Katie J.M. Baker investigates:

“Schools should encourage students to seek treatment. But a lot of policies I see involve excessive use of discipline and involuntary leaves of absence, and they discourage students from asking for the help they need,” says Karen Bower, a private attorney who specializes in disability discrimination cases in higher education. “Ultimately, that makes the campus less safe.”
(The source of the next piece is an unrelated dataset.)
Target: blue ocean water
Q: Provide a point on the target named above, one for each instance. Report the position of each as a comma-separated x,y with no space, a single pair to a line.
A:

Two large-scale studies found that around 10 percent of college student respondents had thought about suicide in the past year, but only 1.5 percent admitted to having made a suicide attempt. Combined with data from other studies, that suggests that the odds that a student with suicidal ideation – the medical term for suicidal thoughts – will actually commit suicide are 1,000 to 1. “Thus, policies that impose restrictions on students who manifest suicidal ideation will sweep in 999 students who would not commit suicide for every student who will end his or her life,” Paul S. Appelbaum writes in Law & Psychiatry: “Depressed? Get Out!”

“Colleges don’t want people who are suicidal around, so what’s supposed to happen to them?” says Ira Burnim, legal director of the D.C. Bazelon Center for Mental Health Law. “We’re going to lock them in a bomb shelter?” Kicking students off campus for mental health issues typically does more harm than good by isolating them from their support systems when what they really need is stability and empathy, he says. Moreover, it’s often a completely unnecessary overreaction.